Develop or extend harmful forms of surveillance. For example: could it be used to collect or analyze bulk surveillance data to predict immigration status or other protected categories, or be used in any kind of criminal profiling?
Severely damage the environment. For example: would the application incentivize significant environmental harms such as deforestation, fossil fuel extraction, or pollution?
Deceive people in ways that cause harm. For example: could the approach be used to facilitate deceptive interactions that would cause harms such as theft, fraud, or harassment? Could it be used to impersonate public figures to influence political processes, or as a tool of hate speech or abuse?

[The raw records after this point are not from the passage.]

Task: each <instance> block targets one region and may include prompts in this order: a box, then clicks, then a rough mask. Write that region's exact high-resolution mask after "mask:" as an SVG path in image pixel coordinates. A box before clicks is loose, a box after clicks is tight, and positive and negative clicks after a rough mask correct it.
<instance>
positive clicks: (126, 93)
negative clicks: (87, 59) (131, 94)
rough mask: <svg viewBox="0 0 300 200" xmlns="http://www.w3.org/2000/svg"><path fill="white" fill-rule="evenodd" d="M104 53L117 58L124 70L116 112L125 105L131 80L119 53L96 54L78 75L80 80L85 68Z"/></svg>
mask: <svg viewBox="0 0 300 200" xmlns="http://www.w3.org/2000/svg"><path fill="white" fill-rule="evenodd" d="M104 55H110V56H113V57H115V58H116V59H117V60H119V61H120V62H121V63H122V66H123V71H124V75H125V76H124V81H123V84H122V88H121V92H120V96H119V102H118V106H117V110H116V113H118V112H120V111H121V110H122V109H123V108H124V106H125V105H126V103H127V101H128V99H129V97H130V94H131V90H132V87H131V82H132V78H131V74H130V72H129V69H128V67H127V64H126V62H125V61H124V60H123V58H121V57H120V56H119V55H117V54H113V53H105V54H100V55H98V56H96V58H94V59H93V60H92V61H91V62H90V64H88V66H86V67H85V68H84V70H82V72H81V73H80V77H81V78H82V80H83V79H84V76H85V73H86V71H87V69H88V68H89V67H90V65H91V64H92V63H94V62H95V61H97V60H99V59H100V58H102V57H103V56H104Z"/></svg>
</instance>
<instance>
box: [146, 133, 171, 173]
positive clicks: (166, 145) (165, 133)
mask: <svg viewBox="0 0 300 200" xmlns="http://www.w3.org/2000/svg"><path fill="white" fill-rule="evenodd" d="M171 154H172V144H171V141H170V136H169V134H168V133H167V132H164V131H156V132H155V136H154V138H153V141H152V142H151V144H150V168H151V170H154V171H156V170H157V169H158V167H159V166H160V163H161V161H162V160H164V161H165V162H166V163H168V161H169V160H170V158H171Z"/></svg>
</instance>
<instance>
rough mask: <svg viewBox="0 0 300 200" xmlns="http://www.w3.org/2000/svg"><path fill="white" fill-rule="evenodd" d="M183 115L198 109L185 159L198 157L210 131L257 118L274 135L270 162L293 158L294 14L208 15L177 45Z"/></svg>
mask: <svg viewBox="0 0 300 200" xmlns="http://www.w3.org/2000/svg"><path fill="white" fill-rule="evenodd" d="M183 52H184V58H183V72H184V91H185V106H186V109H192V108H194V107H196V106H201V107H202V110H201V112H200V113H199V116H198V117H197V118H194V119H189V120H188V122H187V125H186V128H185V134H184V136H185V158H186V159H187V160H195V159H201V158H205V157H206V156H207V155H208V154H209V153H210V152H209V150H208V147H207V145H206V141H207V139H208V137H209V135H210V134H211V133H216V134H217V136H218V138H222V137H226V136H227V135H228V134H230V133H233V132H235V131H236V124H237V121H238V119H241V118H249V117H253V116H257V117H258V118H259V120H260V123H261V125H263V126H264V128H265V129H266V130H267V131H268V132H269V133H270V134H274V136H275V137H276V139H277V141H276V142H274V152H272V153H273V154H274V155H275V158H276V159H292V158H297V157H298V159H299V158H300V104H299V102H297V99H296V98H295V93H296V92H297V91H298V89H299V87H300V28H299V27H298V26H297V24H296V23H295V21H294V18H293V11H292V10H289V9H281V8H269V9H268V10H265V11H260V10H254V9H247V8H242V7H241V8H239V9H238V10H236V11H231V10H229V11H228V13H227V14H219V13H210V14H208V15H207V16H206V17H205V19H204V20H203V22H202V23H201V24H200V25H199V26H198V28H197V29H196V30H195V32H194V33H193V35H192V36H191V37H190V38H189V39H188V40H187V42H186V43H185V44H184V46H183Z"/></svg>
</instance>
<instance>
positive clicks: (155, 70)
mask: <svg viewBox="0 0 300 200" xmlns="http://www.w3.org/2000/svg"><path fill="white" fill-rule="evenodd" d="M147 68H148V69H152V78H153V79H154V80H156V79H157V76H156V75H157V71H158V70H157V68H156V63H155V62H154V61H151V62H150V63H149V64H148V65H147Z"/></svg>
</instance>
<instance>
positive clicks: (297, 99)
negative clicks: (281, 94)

2. General Ethical Conduct in Research

Submissions must adhere to ethical standards for responsible research practice and due diligence in the conduct.

If the research uses human-derived data, consider whether that data might:

Contain any personally identifiable information or sensitive personally identifiable information. For instance, does the dataset use features or label information about individual names? Did people provide their consent on the collection of such data? Could the use of the data be degrading or embarrassing for some people?
Contain information that could be deduced about individuals that they have not consented to share. For instance, a dataset for recommender systems could inadvertently disclose user information such as their name, depending on the features provided.
Encode, contain, or potentially exacerbate bias against people of a certain gender, race, sexuality, age, nationality or who have other protected characteristics. For instance, does the dataset represent the diversity of the community where the approach is intended to be deployed? Does the dataset implicitly encode protected attributes through an individual’s residential address, languages spoken, occupation etc?
Contain human subject experimentation and whether it has been reviewed and approved by a relevant oversight board. For instance, studies predicting characteristics (e.g., health status) from human data (e.g., contacts with people infected by COVID-19) are expected to have their studies reviewed by an ethical board.
Have been discredited by the creators. For instance, the DukeMTMC-ReID dataset has been taken down and it should not be used in AutoML Conference submissions. Similarly the following datsets are deprecated by their creators:
- Full version of LAION-5B
- Versions of ImageNet 21k from prior to Dec 2019
- 80 Million Tiny Images
- MS-Celeb-IM
- eDuke MTMC
- Brainwash
- MegaFace
- HRT-Transgender

In general, there are other issues related to data that are worthy of consideration and review. These include:

Consent to use or share the data. Explain whether you have asked the data owner’s permission to use or share data and what the outcome was. Even if you did not receive consent, explain why this might be appropriate from an ethical standpoint. For instance, if the data was collected from a public forum, were its users asked consent to use the data they produced, and if not, why?
Domain specific considerations when working with high-risk groups. For example, if the research involves work with minors or vulnerable adults, have the relevant safeguards been put in place?
Filtering of offensive content. For instance, when collecting a dataset, how are the authors filtering offensive content such as racist language or violent imagery?
Compliance with GDPR and other data-related regulations. For instance, if the authors collect human-derived data, what is the mechanism to guarantee individuals’ right to be forgotten (removed from the dataset)?

This list is not intended to be exhaustive — it is included here as a prompt for author and reviewer reflection.